The US Food and Drug Administration (FDA) has accepted for filing the Allergan‘s supplemental New Drug Application (sNDA) for Teflaro (ceftaroline fosamil).


If approved, this filing will expand the label of Teflaro beyond adults to include the treatment of children two months of age and older with acute bacterial skin and skin structure infections (ABSSSI) including infections caused by methicillin-resistant Staphylococcus aureus (MRSA) and community-acquired bacterial pneumonia (CABP) caused by Staphylococcus pneumoniae and other designated susceptible bacteria.

“The impact of ABSSSI and CABP are significant among children, particularly those under the age of five who are often hospitalised due to these infections. This acceptance brings us one step closer to providing another choice for physicians to properly treat paediatric patients with ABSSSI and CABP, including those infections caused by difficult-to-treat pathogens,” said David Nicholson, Executive Vice President & President, Global Brands Research and Development, Allergan.

sNDA application based on results from 5 clinical studies of Teflaro

Teflaro is a bactericidal cephalosporin with activity against both Gram-positive and Gram-negative pathogens.

This application was based on results from five clinical studies evaluating Teflaro in paediatric patients, including one active-controlled study in subjects with ABSSSI, two active-controlled studies in paediatric patients with CABP and two pharmacokinetic (PK) studies.

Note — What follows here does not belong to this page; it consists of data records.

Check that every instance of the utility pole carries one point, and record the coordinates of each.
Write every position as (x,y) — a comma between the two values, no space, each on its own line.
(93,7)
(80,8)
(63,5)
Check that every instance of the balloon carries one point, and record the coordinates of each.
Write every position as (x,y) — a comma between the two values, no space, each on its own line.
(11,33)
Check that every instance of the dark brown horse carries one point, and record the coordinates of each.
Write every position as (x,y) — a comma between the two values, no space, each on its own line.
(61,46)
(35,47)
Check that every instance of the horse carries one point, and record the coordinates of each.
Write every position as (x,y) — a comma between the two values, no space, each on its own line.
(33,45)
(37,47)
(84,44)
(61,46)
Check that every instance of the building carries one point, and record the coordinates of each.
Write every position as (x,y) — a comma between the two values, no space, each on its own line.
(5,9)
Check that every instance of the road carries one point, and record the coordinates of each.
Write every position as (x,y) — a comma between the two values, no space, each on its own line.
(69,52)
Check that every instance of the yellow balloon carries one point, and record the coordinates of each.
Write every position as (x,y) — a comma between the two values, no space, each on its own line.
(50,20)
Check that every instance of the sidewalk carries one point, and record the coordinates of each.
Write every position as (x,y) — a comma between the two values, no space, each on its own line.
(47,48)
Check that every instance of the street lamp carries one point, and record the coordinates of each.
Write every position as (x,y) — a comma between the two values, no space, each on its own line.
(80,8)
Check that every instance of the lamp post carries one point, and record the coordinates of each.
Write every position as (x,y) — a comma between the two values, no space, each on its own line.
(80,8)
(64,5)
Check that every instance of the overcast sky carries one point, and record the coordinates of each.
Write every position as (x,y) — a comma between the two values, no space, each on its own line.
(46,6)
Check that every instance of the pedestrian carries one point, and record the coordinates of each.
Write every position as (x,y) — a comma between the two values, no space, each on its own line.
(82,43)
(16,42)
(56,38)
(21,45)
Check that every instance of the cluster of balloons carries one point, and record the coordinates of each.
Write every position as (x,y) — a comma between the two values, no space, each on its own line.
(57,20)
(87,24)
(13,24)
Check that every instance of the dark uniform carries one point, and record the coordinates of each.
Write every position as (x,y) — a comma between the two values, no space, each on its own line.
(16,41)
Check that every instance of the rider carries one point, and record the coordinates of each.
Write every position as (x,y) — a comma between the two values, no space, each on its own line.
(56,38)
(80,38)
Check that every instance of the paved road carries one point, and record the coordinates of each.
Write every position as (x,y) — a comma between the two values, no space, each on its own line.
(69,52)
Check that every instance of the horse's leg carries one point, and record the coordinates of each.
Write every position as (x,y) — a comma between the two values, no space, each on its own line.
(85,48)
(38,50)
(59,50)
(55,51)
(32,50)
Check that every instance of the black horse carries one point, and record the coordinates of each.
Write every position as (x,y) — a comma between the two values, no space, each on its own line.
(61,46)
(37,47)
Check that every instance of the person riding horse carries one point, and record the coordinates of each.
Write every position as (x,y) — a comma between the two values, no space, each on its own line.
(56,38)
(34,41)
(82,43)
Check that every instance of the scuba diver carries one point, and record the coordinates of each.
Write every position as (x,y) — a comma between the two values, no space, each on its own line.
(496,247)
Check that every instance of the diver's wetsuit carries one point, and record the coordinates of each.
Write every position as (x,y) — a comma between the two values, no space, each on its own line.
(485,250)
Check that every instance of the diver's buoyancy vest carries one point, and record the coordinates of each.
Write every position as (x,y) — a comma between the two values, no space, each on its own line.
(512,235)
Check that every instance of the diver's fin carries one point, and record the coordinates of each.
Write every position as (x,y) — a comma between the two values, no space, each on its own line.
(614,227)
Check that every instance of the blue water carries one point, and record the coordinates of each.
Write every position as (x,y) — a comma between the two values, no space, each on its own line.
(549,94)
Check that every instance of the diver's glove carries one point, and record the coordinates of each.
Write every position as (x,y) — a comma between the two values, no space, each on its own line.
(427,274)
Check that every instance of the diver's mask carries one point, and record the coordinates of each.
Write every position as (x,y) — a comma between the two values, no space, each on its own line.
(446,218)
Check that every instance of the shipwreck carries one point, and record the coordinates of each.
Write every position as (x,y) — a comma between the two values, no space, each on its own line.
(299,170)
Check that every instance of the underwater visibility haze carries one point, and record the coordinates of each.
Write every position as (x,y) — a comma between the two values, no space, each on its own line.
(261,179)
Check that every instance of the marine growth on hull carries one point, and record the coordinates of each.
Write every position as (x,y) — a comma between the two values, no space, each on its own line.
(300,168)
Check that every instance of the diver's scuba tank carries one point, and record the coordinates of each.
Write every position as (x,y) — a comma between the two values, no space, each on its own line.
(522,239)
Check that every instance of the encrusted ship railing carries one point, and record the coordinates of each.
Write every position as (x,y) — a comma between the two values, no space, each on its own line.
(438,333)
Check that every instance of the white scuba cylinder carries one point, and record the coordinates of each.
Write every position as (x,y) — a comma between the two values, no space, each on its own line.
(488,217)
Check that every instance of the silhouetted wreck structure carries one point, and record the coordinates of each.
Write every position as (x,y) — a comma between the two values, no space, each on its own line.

In the ABSSSI active-controlled study the efficacy and safety of Teflaro were compared with vancomycin or cefazolin with or without aztreonam. In the CABP studies, Teflaro was compared with ceftriaxone or ceftriaxone plus vancomycin.

In the ABSSSI paediatric trial, the clinical response at Study Day 3, as measured by cessation of lesion spread and absence of fever, was 80.4%  in patients treated with Teflaro and 75% for the comparator group.

The CABP paediatric trials evaluated the efficacy and safety of two separate dosing regimens of Teflaro. In the trial submitted for this paediatric filing, the clinical response at Study Day 4, as measured by improvement in at least two out of seven symptoms (cough, dyspnea, chest pain, sputum production, chills, feeling of warmth/feverish and exercise intolerance or lethargy) as well as by no worsening of these symptoms, was 69.2% for patients treated with Teflaro and 66.7% in the comparator group.